The countGenotypes() method just counts how many of each genotype are in the current population: dominant ("TT"), mixed ("Tt" and "tT"), and recessive ("tt"). This method should return a list of the counts.

Test your class before moving on to the next part!

2. write a population-simulation program

Write a program called pop-sim.py that uses the Population() class and allows the user to create a population and simulate many generations of reproduction. Your program should ask for the following data:

• size: number of organisms in the population
• probability: the probability of having one allele vs the other
• num generations: the number of generations to simulate

Your program should print out the initial and final genotype distributions.

Try creating an initial population of size 1000, using a probability of 0.5 for the 'T' allele, and running the simulation for 200 generations. You should see about 25% dominant, 50% mixed, and 25% recessive, and the proportion of each genotype should be about the same at the end of the simulation.

3. graphing the results

Currently your program only reports the initial and final distribution of genotypes in the population. It would be more interesting to graph the distribution across all the generations.

Modify your program to accumulate three lists that maintain the counts of the genotypes (recessive, dominant, and mixed) for each generation. After simulating all of the generations, these three lists contain the history of counts for each kind of genotype in the population.

Just before your program ends, call the following function to plot the genotype counts versus time:

```from pylab import *

def populationGraph(dominant, mixed, recessive):
"""use pylab to plot genotype counts vs time"""
numOrganisms = recessive[0] + dominant[0] + mixed[0]
plot(range(len(dominant)), dominant, label="TT")
plot(range(len(mixed)), mixed, label="Tt and tT")
plot(range(len(recessive)), recessive, label="tt")
legend(loc='upper left')
axis([0,len(recessive),0,numOrganisms])
xlabel('Number of Generations')
ylabel('Number of Organisms')
show()
```

Do the percentages of each genotype remain fairly constant over time as predicted by the Hardy Weinberg principle?

One of the assumptions for the equilibrium to hold is that the population size is infinitely large. If the population is too small, the population may suffer genetic drift.

According to the Hardy-Weinberg principle, a population will remain in equilibrium only under certain conditions such as when mating is completely random. Let's explore how the proportion of genotypes in the population will change if we add preferential mating to our simulation.

Modify your program so that it now asks the user whether or not to use preferential mating.

```\$ python pop-sim.py

Population Genetics Simulation...

population size: 2000
allele probability: 0.5
number of generations: 200
use pref mating (y/n)? y
```

Modify the oneGeneration() method so that it takes an additional parameter. This parameter will be a boolean representing whether preferential mating should occur. When it is False reproduction will work just as before. When it is True, tall organisms will prefer tall mates and short organisms will prefer short mates. Recall that if an organism has at least one 'T' allele it will be tall, otherwise it will be short.

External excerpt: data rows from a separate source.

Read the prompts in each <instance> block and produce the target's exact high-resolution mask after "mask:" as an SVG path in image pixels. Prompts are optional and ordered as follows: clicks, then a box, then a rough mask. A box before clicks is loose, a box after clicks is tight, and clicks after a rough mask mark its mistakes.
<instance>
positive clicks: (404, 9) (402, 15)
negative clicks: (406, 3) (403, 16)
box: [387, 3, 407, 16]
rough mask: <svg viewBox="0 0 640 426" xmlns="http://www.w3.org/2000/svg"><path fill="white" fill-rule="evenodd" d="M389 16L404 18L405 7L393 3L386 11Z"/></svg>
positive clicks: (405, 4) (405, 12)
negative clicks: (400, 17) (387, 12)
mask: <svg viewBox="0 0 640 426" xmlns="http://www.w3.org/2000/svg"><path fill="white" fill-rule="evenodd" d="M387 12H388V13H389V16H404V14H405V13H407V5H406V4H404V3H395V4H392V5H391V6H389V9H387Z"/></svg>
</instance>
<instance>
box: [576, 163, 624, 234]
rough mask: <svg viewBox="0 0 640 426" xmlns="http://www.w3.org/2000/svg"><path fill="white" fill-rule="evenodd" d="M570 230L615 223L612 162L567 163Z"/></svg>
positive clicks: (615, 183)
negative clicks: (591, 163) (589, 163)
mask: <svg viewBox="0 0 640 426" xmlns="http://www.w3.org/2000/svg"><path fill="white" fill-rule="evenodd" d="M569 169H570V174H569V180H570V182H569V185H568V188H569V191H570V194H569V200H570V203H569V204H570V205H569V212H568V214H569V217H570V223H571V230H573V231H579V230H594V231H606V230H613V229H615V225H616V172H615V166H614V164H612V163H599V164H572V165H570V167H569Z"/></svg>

You should implement preferential mating as follows. Randomly select two parents from the population. If they are both tall or both short, then immediately create a child. If they are different heights, then randomly re-select the second parent. Regardless of the new second parent's height, create a child.

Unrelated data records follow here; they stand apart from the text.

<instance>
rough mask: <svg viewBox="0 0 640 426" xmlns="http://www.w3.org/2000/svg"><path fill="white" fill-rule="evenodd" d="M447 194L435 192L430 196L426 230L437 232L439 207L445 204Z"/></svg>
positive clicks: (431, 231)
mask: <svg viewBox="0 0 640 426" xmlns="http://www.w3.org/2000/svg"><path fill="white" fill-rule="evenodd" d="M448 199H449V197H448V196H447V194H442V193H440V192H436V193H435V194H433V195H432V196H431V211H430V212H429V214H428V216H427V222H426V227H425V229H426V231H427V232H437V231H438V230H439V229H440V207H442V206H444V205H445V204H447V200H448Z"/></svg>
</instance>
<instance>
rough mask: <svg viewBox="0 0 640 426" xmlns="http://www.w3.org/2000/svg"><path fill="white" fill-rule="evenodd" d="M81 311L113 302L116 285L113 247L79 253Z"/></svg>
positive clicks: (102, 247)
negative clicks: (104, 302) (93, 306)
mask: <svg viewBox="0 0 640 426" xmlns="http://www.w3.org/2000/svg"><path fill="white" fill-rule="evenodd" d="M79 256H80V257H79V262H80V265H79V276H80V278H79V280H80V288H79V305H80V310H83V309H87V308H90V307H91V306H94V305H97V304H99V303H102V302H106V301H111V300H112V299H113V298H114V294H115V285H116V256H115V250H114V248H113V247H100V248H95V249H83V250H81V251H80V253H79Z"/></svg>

Does the population remain in equilibrium once this feature is added?

Acknowledgements

This lab was inspired by an assignment given at Harvey Mudd College for a team-taught Biology and Computer Science course given by professors Zachary Dodds, Ran Libeskind-Hadas, Eliot Bush, and Steve Adolph.

Submit

Once you are satisfied with your program, hand it in by typing handin21 in a terminal window.